Detroit-based General Motors and the Minato, Tokyo-based Honda Motor Company announced a new partnership today that will see the two companies co-develop “a series of affordable electric vehicles” using GM’s Ultium EV battery pack.
The partnership, which will bring millions of affordable EVs on the road will start bearing fruits in 2027, with the two automotive staples working towards “standardizing equipment and processes to achieve world-class quality, higher throughput and greater affordability” throughout their EV lineup, along with improving their EV battery tech to improve performance, cut down costs and lead in a sustainable fashion.
We're expanding our collaboration with @Honda to develop a new series of affordable EVs, combining our technology, sourcing and manufacturing power to reduce costs and accelerate production beyond what either company could achieve alone.
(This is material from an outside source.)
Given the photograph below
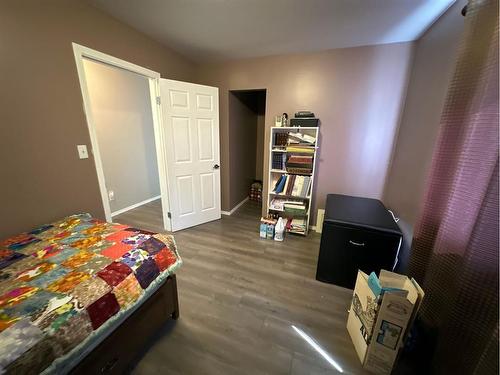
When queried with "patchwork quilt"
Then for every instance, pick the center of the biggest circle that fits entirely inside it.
(64, 281)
Learn more from Chair and CEO @mtbarra. https://t.co/xFSyjVNXWL
— General Motors (@GM) April 5, 2022
“This is a key step to deliver on our commitment to achieve carbon neutrality in our global products and operations by 2040 and eliminate tailpipe emissions from light duty vehicles in the U.S. by 2035. By working together, we’ll put people all over the world into EVs faster than either company could achieve on its own,” said Mary Barra, GM chair and CEO in the company’s release about the partnership.
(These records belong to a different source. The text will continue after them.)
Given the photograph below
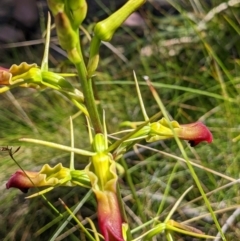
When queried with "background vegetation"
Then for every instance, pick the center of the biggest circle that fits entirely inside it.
(193, 59)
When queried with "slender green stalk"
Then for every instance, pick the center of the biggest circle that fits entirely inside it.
(89, 97)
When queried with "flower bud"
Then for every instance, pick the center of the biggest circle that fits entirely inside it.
(193, 132)
(78, 10)
(106, 28)
(68, 38)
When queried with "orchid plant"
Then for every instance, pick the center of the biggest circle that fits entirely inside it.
(100, 175)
The USA and Japan-based companies’ partnership doesn’t come out of the blue.
The two joined forces back in 2018 for GM’s EV Battery Module development and announced later in 2020 plans to co-develop two EVs, one of them being the Honda Prologue, scheduled to release in 2024. Further, the two companies are also working with Cruise (GM has a majority stake in Cruise) on the development of the Cruise Origin, one of the world’s first purpose-built completely autonomous cars for ride-hailing and delivery.